#SpaceX获大幅超额IPO认购 SpaceX goes public with a "blood draw" close to 250 billion, Bitcoin falls out of favor to $60k—"money" is voting again?
In June 2026, a "blood draw" drama is unfolding: SpaceX's record-breaking $75 billion fundraising kicks off the "Century IPO," Google's largest-ever equity financing of $80 billion, and Anthropic's $65 billion raise.

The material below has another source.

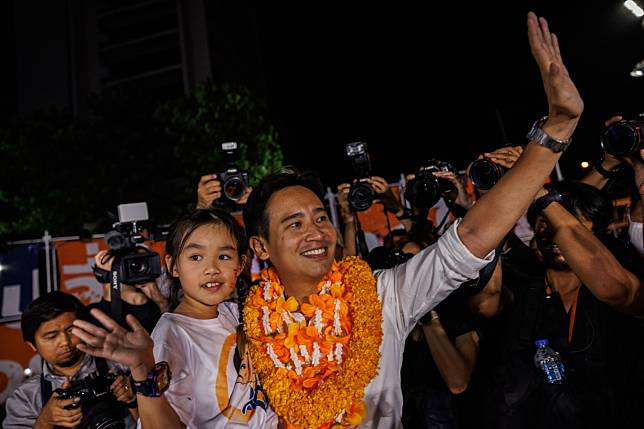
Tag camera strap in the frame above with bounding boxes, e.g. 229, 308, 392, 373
355, 217, 369, 258
40, 357, 109, 408
110, 255, 125, 326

The three giants together have siphoned nearly $250 billion from the market. Bitcoin has already plummeted about 17% this month, briefly losing the key psychological level of $60k, hitting a new low since October 2024. Over a week, $18k has evaporated. This is no coincidence. Funds are voting with their feet—money is choosing new directions. As for where the money has gone? Most crypto enthusiasts probably have an idea: the biggest suspect is: SpaceX going public! Today, let's talk about this.
1. "Blood draw" of 250 billion: simultaneous super IPO and the largest equity financing in history
On June 12, SpaceX will officially list on NASDAQ under the ticker SPCX. According to its latest IPO filing with the SEC, the offering price is set at $135 per share, with about 555.6 million shares to be issued, raising up to $75 billion, with an overall valuation of approximately $1.77 trillion. This fundraising exceeds the roughly $29.4 billion raised during Saudi Aramco's 2019 IPO, making it the new "IPO king" globally. Of course, SpaceX's listing isn't the only one! It is understood that Alphabet, Google's parent company, announced the largest-scale equity financing plan in history on June 1, totaling $80 billion for AI infrastructure expansion. Warren Buffett's Berkshire Hathaway subscribed to $10 billion of it, with Goldman Sachs, JPMorgan Chase, and others acting as underwriters. The AI sector is equally crazy; Anthropic completed Series H funding, totaling $65 billion, with a post-money valuation of $965 billion. Tech giants like Amazon, Google, Microsoft, and NVIDIA are all involved, with Amazon and Google alone pledging over $70 billion combined. SpaceX, Google, and Anthropic together amount to about $220 billion; after SpaceX's official trading, its market cap surged into the top seven in the US, not counting the siphoning effect from secondary market buying. Analysts estimate the actual liquidity drained from the market could be closer to $250 billion or even more. In response, Strategy founder Michael Saylor characterized this capital rotation as "the biggest IPO and equity financing year of our lives," predicting a total capital inflow of $1 trillion into AI and large cloud service providers in 2026. The US AI giants are going public en masse to "grab money," and Wall Street is facing an unprecedented liquidity siphon.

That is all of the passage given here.